Her career as a teacher began after graduating from Baylor and continued through forty-three years as a classroom teacher, a reading specialist, an ESL teacher of children and adults, an administrator of an urban bilingual school, and an adjunct and visiting professor in the School of Education at University of Houston.  She earned her Ed.D. from Texas A&M University while doing research on the writing development of the kindergarten children for whom English was a second language that she was teaching, in collaboration with two kindergarten teachers.

A published author, she co-wrote Framing Literacy: Teaching/Learning in K-8 Classrooms and Teaching Every Child: A Guide for Literacy Teams Grades 1-3 with Dr.

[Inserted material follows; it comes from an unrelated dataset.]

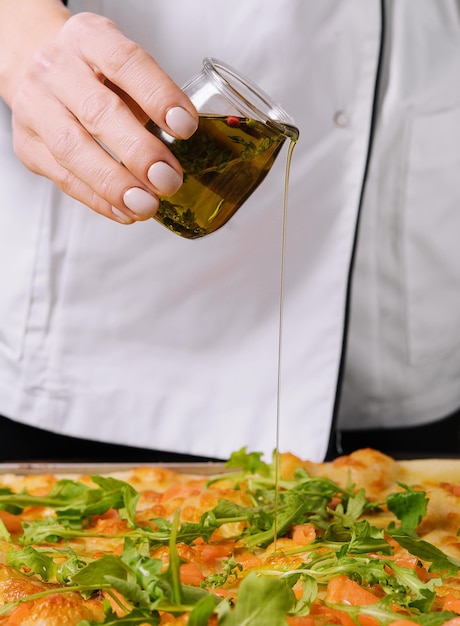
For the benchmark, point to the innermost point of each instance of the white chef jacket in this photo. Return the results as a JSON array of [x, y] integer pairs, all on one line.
[[134, 335]]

Leslie Patterson.  She continued her writing with a true story about her encounter with a pigeon in Hello Bird!  This book was for children and written in collaboration with Lynne Dozier, her friend and later writing partner.  Involvement with the establishment of Hope Center Houston, a day center for people who are homeless in northwest Houston, led to a book, co-edited with Jodie Leach, Hope Heals, with stories written by volunteers, board members, clergy, and the men and women who were being served at the Hope Center.

Her heart has always been with people who are poor, disenfranchised, forgotten, and in need.  For fifteen years, she was a part of the medical team from St. Mark’s Episcopal Church serving the people in Honduras from the coastal mountains on the border of Guatemala.  These years of experience not only brought Frances closer to God, but like Saint Francis of Assisi,  even more aware of and in empathy with the poor of the world.